Часа через два заметно похолодало. Дед, пригретый собакой, продолжал спать у потухающего костра. В это время два других пса покончили с обнюхиванием незнакомых предметов и обследованием местности. Как-то незаметно, оба разом, оказались подле рюкзака с мясом. Некоторое время спокойно лежали рядом, настороженно пошевеливая ушами, зорко вглядываясь в спину спящего хозяина. Наконец, обе морды одновременно рванули плотную ткань. Рюкзак, и без того лопнувший по шву, затрещал и порвался. Спокойно, без драки, недозволенное пиршество началось. Но Евдоким не проснулся.

Тогда Янго, через силу терпевший подобное нахальство и давно уже подбиравший слюну, начал помаленьку-потихоньку, миллиметр за миллиметром отодвигаться от спины хозяина. Еще минута - и он поспешил за своей долей. Негромкий рык, демонстрация клыков - и достался и Янго хороший кус. Через час, оставив на мху чисто обработанные кости, псы разбрелись по своим местам: Ургал и Минго под тележку, Янго опять прикрыл хозяина со спины.

Тут выкатилось солнце и враз пригрело отсыревшую палатку, отдыхающих собак и спящего деда, очень похожего издали на кусок оленьей шкуры.

Евдоким стал прикладывать к ране повязки из мелко нарубленных мясистых листьев полярной ивы. Из пораженного места начали обильно выделяться гной и обрывки ниток от пробитого пулей воротника куртки. Жар у больного прошел, опухоль спала, и на пятый день Евдоким решил возвращаться в зимовье.

Рано утром уложил он раненого и его оружие на тележку, собаки тихо тронули, палатка и могилка остались позади. Белый нюча был крепкий мужчина, он пробовал идти сам, но, видя, как трудно ему держать голову, Евдоким укладывал его в тележку.
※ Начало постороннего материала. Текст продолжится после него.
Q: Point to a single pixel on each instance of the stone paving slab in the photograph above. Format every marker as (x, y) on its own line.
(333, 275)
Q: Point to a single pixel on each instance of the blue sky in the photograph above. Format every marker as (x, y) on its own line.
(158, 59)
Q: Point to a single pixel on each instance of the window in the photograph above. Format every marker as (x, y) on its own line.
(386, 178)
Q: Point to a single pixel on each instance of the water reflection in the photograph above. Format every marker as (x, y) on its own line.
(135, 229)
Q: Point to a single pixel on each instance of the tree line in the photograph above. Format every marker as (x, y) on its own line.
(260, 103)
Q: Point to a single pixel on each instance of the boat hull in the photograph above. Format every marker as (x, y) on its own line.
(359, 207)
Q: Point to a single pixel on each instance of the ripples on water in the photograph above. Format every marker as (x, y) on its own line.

Завидев избушку, собаки сильнее натянули алыки, дед радостно всполошился, но Андрей только горестно сомкнул тяжелые веки.

В зимовье, столь маленьком, что рослый человек, раскинув руки в стороны, свободно достал бы от стены до стены, темно и сыро. Евдоким держал геолога за руку, пробуя пристроить его на нижние нары. Но тот вдруг покачнулся и локтем сбил со стола ящичек рации.

- Ай-я, - запричитал дед, - как теперя доктора визивать буду? - Он поднял аппарат на стол и принялся подсоединять оборванные провода питания, затем уложил Андрея на нары и поспешил к ручью за водой.

Оставшись один, Андрей открыл гнездо предохранителя и ногтем выколупнул тонкий стеклянный баллончик.

Евдоким, вернувшись с ведром воды, застал геолога таким же слабым, как и в первый день, а из-под повязки опять показалась кровь. Но потом дело быстро пошло на поправку. Проснувшись однажды утром от упавшего на лицо солнечного луча, Андрей вдруг ощутил себя отдохнувшим и крепким. Осторожно оторвал голову от подушки, повернул ее направо-налево и чуть не рассмеялся: исчезла тупая, тяжелая боль, наконец-то можно будет умыться самому!

Деда не было: он встал раньше и сейчас, очевидно, проверял сети на озере.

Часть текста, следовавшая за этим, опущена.